To investigate, in patients with Parkinson disease, the pharmacokinetics and pharmacodynamics of levodopa/carbidopa delivered via 3 different extended-release (ER) tablet formulations.
This was a randomized, crossover study in patients with stable idiopathic Parkinson disease comparing a conventional ER tablet (C-ER) administered orally 3 times daily with 2 levodopa/carbidopa gastroretentive ER formulations administered orally twice daily, one with an immediate release (IR) component (IR/ER) and one without (ER). Blood samples were collected for pharmacokinetic (PK) analysis, and a finger-tapping test was performed to assess pharmacodynamics. Tolerability was evaluated by monitoring adverse events and measuring vital signs. PK modeling was performed to estimate steady-state levodopa concentrations.

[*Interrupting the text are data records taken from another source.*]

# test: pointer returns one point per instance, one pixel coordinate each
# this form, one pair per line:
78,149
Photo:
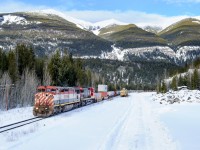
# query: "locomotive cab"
44,101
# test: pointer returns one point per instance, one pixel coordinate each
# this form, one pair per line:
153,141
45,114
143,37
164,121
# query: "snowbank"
181,96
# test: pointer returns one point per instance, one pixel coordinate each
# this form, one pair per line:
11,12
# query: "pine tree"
163,87
194,80
54,68
174,83
12,66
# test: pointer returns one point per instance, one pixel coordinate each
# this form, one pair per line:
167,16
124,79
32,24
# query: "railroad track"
19,124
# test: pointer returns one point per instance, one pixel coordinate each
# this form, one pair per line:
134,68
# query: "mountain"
183,33
130,36
184,38
132,43
48,32
152,29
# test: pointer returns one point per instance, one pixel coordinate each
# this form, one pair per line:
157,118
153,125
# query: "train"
124,92
50,100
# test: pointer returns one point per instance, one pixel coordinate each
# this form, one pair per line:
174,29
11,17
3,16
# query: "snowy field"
137,122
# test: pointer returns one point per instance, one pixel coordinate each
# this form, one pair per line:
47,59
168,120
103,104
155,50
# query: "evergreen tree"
194,80
25,58
12,66
54,68
163,87
3,61
174,83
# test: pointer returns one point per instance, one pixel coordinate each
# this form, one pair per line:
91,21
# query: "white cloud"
183,1
139,18
18,6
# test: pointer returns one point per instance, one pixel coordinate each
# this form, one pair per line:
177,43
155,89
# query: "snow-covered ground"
181,96
134,122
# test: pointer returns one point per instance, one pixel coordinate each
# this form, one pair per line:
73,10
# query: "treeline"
187,76
21,71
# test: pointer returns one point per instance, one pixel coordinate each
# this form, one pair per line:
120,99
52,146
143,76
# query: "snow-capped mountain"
48,30
94,27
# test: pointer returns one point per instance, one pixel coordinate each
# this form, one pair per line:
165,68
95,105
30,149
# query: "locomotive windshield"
41,90
51,90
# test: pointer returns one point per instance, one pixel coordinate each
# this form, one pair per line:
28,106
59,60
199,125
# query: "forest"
21,71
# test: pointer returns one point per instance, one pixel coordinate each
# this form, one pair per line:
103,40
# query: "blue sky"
153,12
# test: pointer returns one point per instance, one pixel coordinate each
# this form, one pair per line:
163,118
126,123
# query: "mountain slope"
130,36
48,32
183,33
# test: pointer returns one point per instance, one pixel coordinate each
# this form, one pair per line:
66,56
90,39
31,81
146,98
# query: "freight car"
124,92
52,99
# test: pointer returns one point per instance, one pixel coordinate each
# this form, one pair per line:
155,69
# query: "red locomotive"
50,100
53,99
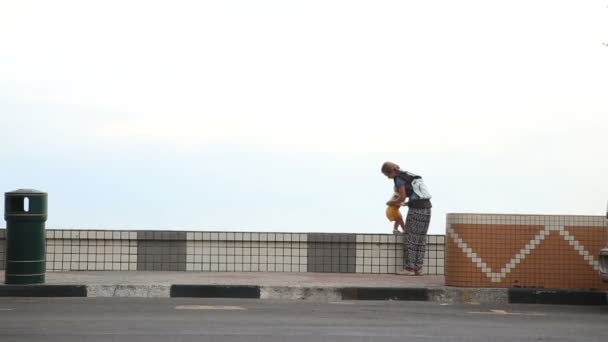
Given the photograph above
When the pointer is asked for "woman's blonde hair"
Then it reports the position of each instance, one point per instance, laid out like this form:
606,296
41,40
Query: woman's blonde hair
389,166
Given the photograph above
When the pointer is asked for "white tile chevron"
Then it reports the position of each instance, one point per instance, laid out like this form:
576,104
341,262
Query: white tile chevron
497,277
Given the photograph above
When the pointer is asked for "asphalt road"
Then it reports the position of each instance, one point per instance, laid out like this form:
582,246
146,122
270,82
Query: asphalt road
133,319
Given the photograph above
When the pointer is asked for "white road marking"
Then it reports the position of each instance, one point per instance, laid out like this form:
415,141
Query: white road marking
208,307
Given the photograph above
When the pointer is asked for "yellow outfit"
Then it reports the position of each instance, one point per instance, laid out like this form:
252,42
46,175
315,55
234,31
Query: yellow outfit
392,213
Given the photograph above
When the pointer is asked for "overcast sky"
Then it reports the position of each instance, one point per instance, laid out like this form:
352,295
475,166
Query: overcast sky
277,115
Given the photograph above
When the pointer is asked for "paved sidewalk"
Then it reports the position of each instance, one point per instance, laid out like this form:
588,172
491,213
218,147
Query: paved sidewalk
307,279
324,287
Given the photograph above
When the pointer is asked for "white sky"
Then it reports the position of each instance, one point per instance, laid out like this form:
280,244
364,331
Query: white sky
502,106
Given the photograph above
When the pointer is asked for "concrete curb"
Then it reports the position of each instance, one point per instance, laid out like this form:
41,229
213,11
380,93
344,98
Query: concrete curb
319,294
142,291
43,291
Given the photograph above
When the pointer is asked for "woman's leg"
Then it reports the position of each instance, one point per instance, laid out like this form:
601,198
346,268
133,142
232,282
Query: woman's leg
417,223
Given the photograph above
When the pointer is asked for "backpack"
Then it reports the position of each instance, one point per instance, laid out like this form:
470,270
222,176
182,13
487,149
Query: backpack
417,186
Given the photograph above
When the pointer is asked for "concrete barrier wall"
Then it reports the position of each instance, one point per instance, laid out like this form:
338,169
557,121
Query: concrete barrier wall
524,251
104,250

Fourteen patients completed the study. Compared with C-ER, both gastroretentive ER tablets significantly extended the first maximum time (6.0 vs 2.5 h; P < 0.025) and had smoother plasma concentration-time profiles while achieving a similar maximum plasma concentration and area under the curve. The IR/ER formulation exhibited a significantly longer duration of concentration above the presumed efficacious threshold of 300 ng/mL (21 vs 18 h; P = 0.0027) compared with C-ER. PK modeling predicts a steady-state levodopa peak/trough ratio of 4 for both IR/ER and ER formulations and a ratio of 21 for C-ER. Furthermore, superior response in the finger tapping test was observed for the IR/ER and ER formulations compared with the C-ER formulation.
This study demonstrated that the gastroretentive ER formulations achieved more constant plasma levodopa concentrations and better pharmacodynamics with reduced dose frequency, potentially reducing the on-off phenomena that have been associated with fluctuations in plasma levodopa concentrations.